Sous influence américaine, la France devra-t-elle renoncer à un droit à la vie privée plus protecteur ?

Par Roseline Letteron.

mariage homo credits Peetje2 (licence creative commons)
mariage homo credits Peetje2 (licence creative commons)

L’arrêt Oliari et autres c. Italie rendu par le Cour européenne des droits de l’homme le 21 juillet 2015 peut se résumer très simplement : les États doivent désormais offrir aux couples homosexuels, soit la possibilité de conclure une union civile, soit celle de se marier. Autrement dit, il n’est plus possible, comme le faisait le droit italien, d’ignorer les couples de même sexe et de leur refuser toute forme d’institutionnalisation de leur union. Une telle abstention constitue en effet une violation de l’article 8 de la Convention européenne de sauvegarde des droits de l’homme qui garantit le droit au respect de la vie privée, ainsi qu’une atteinte au principe de non discrimination protégé par l’article 14.

Les requérants, trois couples homosexuels, ont demandé aux autorités locales de leurs villes respectives de publier les bans préalablement à leur mariage, et ont contesté le refus qui leur a été opposé. Les premiers requérants, M. Oliari et M. A., ont contesté ce refus jusque devant la Cour constitutionnelle italienne.
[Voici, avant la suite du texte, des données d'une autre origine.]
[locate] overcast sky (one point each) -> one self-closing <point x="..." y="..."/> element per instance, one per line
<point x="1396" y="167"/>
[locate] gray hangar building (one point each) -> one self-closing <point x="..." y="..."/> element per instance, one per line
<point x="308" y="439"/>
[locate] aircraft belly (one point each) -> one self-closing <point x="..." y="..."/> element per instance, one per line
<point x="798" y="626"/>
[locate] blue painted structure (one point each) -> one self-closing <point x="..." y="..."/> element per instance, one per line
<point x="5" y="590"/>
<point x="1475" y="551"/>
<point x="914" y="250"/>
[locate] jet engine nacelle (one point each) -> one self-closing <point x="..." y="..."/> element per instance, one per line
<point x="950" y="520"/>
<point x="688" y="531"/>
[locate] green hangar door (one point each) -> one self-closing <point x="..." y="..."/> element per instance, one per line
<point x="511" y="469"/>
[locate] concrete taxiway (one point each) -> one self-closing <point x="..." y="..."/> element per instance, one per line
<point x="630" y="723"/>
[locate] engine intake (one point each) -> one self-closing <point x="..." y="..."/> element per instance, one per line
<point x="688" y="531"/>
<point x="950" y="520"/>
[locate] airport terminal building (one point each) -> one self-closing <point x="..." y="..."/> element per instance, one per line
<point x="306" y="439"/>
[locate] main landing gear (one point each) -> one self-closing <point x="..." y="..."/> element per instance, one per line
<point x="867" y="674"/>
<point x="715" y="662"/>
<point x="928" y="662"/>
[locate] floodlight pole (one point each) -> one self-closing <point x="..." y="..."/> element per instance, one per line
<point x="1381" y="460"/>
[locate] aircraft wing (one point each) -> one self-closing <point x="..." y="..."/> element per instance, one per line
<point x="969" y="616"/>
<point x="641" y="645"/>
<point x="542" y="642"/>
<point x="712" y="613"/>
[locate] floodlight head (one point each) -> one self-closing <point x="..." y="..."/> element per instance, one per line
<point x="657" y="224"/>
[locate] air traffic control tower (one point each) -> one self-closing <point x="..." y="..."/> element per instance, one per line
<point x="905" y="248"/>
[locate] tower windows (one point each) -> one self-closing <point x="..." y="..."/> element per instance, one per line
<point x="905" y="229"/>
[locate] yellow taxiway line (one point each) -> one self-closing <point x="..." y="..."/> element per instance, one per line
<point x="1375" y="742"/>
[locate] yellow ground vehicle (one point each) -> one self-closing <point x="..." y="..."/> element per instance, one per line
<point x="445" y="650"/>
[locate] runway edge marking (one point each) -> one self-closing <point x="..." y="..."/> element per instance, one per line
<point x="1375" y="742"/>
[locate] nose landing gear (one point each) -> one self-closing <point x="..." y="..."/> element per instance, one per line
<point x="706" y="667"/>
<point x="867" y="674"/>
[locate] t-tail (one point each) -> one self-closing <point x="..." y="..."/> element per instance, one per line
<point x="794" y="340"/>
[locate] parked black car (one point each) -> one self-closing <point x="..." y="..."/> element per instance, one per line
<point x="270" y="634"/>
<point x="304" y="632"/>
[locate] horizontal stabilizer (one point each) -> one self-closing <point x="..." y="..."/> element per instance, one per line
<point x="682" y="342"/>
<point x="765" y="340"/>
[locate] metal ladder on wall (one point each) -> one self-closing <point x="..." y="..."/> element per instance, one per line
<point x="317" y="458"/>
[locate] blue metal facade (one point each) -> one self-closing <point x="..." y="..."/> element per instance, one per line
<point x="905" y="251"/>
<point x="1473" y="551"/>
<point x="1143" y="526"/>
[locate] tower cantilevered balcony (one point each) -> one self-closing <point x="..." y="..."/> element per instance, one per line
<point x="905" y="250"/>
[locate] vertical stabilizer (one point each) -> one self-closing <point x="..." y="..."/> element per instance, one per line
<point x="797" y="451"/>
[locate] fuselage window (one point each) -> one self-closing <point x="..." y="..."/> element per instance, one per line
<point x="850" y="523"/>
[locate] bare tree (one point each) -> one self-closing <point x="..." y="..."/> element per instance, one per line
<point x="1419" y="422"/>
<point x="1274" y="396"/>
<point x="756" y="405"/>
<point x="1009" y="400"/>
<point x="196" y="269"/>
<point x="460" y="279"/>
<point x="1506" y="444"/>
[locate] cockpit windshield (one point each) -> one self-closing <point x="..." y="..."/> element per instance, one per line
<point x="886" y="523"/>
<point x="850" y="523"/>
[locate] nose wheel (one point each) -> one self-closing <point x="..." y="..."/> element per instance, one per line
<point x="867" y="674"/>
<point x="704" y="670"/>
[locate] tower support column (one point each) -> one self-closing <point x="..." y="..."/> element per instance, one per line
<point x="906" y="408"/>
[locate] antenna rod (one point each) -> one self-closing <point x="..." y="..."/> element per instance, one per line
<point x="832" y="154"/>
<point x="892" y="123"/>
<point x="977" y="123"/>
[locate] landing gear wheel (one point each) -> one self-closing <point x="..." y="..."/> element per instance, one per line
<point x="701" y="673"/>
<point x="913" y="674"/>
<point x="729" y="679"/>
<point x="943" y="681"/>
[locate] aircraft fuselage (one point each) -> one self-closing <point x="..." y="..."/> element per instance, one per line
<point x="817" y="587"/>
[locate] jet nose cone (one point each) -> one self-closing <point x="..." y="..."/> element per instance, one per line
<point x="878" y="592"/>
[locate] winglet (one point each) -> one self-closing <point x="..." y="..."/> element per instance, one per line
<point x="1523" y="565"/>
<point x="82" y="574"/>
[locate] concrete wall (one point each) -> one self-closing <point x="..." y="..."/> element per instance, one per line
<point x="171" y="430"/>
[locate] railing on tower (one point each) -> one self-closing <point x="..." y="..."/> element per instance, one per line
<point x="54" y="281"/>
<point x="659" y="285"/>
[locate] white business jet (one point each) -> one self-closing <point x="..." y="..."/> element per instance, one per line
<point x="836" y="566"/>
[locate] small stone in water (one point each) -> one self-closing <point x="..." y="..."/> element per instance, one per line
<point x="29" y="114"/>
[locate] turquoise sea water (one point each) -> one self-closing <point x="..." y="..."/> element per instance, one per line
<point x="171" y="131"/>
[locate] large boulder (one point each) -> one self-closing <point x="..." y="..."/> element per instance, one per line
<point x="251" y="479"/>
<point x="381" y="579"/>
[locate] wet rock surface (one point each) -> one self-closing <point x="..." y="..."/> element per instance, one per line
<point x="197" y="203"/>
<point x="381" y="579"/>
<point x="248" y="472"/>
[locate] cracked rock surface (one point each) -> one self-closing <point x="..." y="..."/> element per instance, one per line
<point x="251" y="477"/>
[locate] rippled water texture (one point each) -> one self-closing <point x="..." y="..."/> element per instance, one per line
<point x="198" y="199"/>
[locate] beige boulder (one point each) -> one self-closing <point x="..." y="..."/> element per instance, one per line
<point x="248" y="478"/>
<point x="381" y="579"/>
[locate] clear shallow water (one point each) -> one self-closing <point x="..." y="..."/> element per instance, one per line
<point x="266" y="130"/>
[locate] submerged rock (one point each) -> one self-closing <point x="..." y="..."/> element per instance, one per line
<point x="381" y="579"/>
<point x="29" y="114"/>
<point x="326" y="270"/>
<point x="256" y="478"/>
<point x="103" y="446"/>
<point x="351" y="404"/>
En 2010, celle-ci a rejeté leur recours. Elle observe que le code civil italien énonce que le mariage est défini comme une union de deux personnes de sexes opposés. Quant à l’union civile, elle n’existe pas, le droit italien se bornant à considérer que les homosexuels ont parfaitement le droit de vivre en couple, situation qui devrait suffire à leur bonheur. Les deux autres couples requérants, quant à eux, n’ont pas eu besoin de saisir la Cour constitutionnelle, la première décision rendant leurs recours irrecevables.

Les obligations positives des États

Une jurisprudence constante de la Cour européenne considère que le droit au respect de la vie privée n’est pas seulement un droit d’abstention qui impose à l’État de laisser les individus s’épanouir librement dans leur vie privée. L’article 8 de la Convention peut, au contraire, imposer à l’État des obligations positives, y compris dans le domaine des relations entre les individus. Dans un arrêt Söderman c. Suède du 12 novembre 2013, la Cour sanctionne ainsi le droit pénal suédois qui ne permet pas d’incriminer l’enregistrement vidéo d’une adolescente dans sa salle de bain, enregistrement effectué par son beau-père à l’intérieur du domicile familial.

Le problème réside tout entier dans l’appréciation par la Cour de ces obligations positives au regard du droit au respect de la vie privée. Elle va alors regarder l’écart existant entre la réalité sociale, les conditions de vie actuelles, et l’état du droit. Par exemple, dans l’arrêt Christine Goodwin c. Royaume-Uni du 11 juillet 2002, elle sanctionne un droit britannique qui s’obstine à ignorer les droits des transsexuels alors même que la société a considérablement évolué dans ce domaine.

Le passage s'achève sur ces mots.